Project

General

Profile

Bug #43185

ceph -s not showing client activity

Added by super xor 2 months ago. Updated 16 days ago.

Status:
Need More Info
Priority:
High
Assignee:
-
Category:
-
Target version:
% Done:

0%

Source:
Community (user)
Tags:
Backport:
Regression:
No
Severity:
3 - minor
Reviewed:
Affected Versions:
ceph-qa-suite:
Component(RADOS):
Pull request ID:
Crash signature:

Description

Since Nautilus upgrade ceph -s often (2 out of 3 times) does not show any client or recovery activity. Right now it's not showing anything since minutes.
Must be some bug because we're having heavy I/O going.

Cant give much more information, there's no errors or anything in log that relates to this. Should be easy to find on other setups.

History

#1 Updated by super xor 2 months ago

ceph -s only looks like this:

ceph -s
cluster:
id: c4068f25-d46d-438d-af63-5679a2d56efb
health: HEALTH_WARN
1 nearfull osd(s)
2 pool(s) nearfull
Failed to send data to Zabbix
1 subtrees have overcommitted pool target_size_bytes
1 subtrees have overcommitted pool target_size_ratio

services:
mon: 3 daemons, quorum m1-1045558,m2-1045557,m3-1045556 (age 5w)
mgr: m1-1045558(active, since 5w), standbys: m3-1045556, m2-1045557
mds: xz:1 {0=m3-1045556=up:active} 2 up:standby
osd: 136 osds: 136 up (since 3w), 136 in (since 3w)
rgw: 1 daemon active (m1-1045558.rgw0)
data:
pools: 11 pools, 2657 pgs
objects: 549.18M objects, 353 TiB
usage: 752 TiB used, 350 TiB / 1.1 PiB avail
pgs: 2627 active+clean
29 active+clean+scrubbing+deep
1 active+clean+scrubbing

#2 Updated by Neha Ojha 2 months ago

  • Project changed from mgr to RADOS
  • Priority changed from Normal to Urgent

#4 Updated by Neha Ojha about 1 month ago

  • Status changed from New to Need More Info

super xor wrote:

Possible relation to https://tracker.ceph.com/issues/43364 and https://tracker.ceph.com/issues/43317

Both these issues were reported in 14.2.5, are you also running 14.2.5? Affected versions indicates 14.2.4.

#5 Updated by super xor about 1 month ago

We run 14.2.4. I see mgr process at 100% sometimes and I been told that the reason for lack of activity show might be overloaded mgr or something.
It's hard to debug I get it, but basically it just doesnt show anything as pasted above.

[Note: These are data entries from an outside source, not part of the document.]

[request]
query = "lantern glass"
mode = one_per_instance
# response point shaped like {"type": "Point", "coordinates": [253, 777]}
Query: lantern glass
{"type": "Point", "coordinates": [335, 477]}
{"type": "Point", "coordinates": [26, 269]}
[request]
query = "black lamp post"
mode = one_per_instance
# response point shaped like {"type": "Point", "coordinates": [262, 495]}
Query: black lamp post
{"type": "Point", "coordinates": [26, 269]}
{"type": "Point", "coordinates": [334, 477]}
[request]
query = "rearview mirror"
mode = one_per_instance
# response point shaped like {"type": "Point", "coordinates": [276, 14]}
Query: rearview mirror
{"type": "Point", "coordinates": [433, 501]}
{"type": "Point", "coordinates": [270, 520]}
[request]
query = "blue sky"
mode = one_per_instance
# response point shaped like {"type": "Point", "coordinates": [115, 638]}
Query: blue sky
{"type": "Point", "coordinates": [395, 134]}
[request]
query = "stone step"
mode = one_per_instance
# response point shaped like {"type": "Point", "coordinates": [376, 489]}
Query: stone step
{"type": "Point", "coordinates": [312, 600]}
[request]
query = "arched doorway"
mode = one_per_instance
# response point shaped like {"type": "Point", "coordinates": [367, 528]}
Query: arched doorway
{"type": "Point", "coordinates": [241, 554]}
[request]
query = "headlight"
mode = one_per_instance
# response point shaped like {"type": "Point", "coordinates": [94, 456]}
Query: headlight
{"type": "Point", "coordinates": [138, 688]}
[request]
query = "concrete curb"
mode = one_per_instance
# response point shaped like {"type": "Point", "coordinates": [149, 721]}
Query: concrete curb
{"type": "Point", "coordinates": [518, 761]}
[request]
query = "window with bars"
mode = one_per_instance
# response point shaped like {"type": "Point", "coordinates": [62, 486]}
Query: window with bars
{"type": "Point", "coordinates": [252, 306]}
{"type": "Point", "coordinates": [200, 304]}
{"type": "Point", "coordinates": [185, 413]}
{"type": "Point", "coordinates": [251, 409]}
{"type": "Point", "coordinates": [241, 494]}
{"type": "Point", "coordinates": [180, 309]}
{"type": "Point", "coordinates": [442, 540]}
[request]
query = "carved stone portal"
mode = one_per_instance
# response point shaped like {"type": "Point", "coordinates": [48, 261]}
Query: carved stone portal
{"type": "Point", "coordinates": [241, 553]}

Happens sporadically, usually when there is heavy IO due to recovery or similar 'changes'. We been adding OSDs, changing PGs etc lately, so we see it a lot.

#6 Updated by Sage Weil 21 days ago

  • Target version set to v15.0.0

#7 Updated by Sage Weil 20 days ago

  • Priority changed from Urgent to High

#8 Updated by Neha Ojha 19 days ago

Are you observing any client activity in the cluster logs when "ceph -s" isn't reporting them?
It is sometimes possible for client I/O to be intermittently missing during periods of aggressive recovery and scrub activity. You can increase the value of "mon_stat_smooth_intervals" from the default of 6 to maybe 9 or higher and see it helps. This will increase the number of PGMaps stats over which we calculate the average read/write throughput of the whole cluster before displaying them.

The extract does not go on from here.